Выжив в блокаду, Ирина Федоровна не позволяла себе вспоминать о смерти. Она была подле смерти три года и не хотела с ней больше мириться. Живая горячая стружка выходила из-под резца у нее на станке. Станок работал, дрожал от усердия, от жадности жизни... Всем заводом ездили на Крестовский остров закладывать парк Победы. Сажали в мертвую землю тополя-подростки, малые липки, листвяшки — земле предстояло ожить. Город строили заново девушки в ватниках и платочках. Ирина Федоровна спрашивала девушек, откуда они. Девушки отвечали: «Из Тихвинского района, из Старой Руссы, из Лодейного Поля, из Вяльниги...» Деревня шла на подмогу городу — молодая здоровая кровь.
Ирина Федоровна вышла замуж за деревенского, сивого, светлоглазого парня, за тракториста, который пришел в юридический институт, чтобы готовить себя к суду над злом, содеянным в мире войной. Сарычевы жили счастливо, но не похоже на то, как жили папа и мама Ирины Федоровны.
— ...Ты это прочти, Женя, — говорила Ирина Федоровна мужу, — здесь опыт всех страстей человеческих, это Мишель Монтень. Его любил читать Лев Толстой.
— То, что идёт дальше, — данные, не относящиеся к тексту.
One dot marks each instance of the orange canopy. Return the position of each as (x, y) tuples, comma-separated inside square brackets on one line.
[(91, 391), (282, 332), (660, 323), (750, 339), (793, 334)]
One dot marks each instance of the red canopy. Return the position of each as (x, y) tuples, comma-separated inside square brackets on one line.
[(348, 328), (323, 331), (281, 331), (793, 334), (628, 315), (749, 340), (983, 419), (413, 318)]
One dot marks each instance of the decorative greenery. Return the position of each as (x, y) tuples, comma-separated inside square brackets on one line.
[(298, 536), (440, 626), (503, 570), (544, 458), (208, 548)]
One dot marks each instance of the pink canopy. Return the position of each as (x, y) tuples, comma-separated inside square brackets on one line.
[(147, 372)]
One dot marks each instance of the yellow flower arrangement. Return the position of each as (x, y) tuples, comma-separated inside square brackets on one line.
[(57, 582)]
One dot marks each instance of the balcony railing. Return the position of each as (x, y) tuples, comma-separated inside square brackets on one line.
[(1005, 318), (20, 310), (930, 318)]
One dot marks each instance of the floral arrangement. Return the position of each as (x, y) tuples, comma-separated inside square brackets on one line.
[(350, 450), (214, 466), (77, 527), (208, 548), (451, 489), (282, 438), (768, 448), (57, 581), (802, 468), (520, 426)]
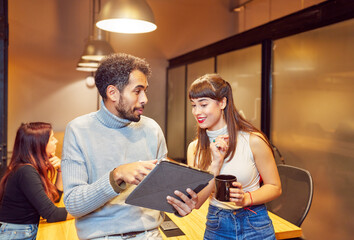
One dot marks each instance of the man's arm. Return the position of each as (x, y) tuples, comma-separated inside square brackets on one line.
[(80, 197)]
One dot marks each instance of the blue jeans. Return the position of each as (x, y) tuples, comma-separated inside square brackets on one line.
[(239, 224), (18, 231)]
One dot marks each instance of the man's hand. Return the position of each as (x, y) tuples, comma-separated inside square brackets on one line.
[(188, 204), (133, 173)]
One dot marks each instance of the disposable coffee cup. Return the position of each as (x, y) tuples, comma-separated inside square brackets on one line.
[(223, 183)]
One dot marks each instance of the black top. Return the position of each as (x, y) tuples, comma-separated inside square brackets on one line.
[(25, 200)]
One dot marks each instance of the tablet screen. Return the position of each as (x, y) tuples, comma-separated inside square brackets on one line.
[(163, 180)]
— Где уж нам за Львом Толстым гоняться, — отвечал Женя, — у него деревенька была, мужички на него работали, а он только ворочал мозгой. Нам надо самим добывать себе хлеб насущный, материальную-то основу... Надо бы почитать, но когда?
Он уезжал на охоту в свободный день, потом выделывал шкуру убитой лисицы. Штукатурил стены квартиры. Заваривал брагу. Менял электропроводку. Реконструировал телевизор. Чинил у соседей замок.
— Да полно, Женя, пусть будет по-старому, — говорила Ирина Федоровна мужу, когда он брался проламывать новую дверь в переборке, а старую зашивать. — Присядь ты к столу, почитай. Как ты можешь без книги?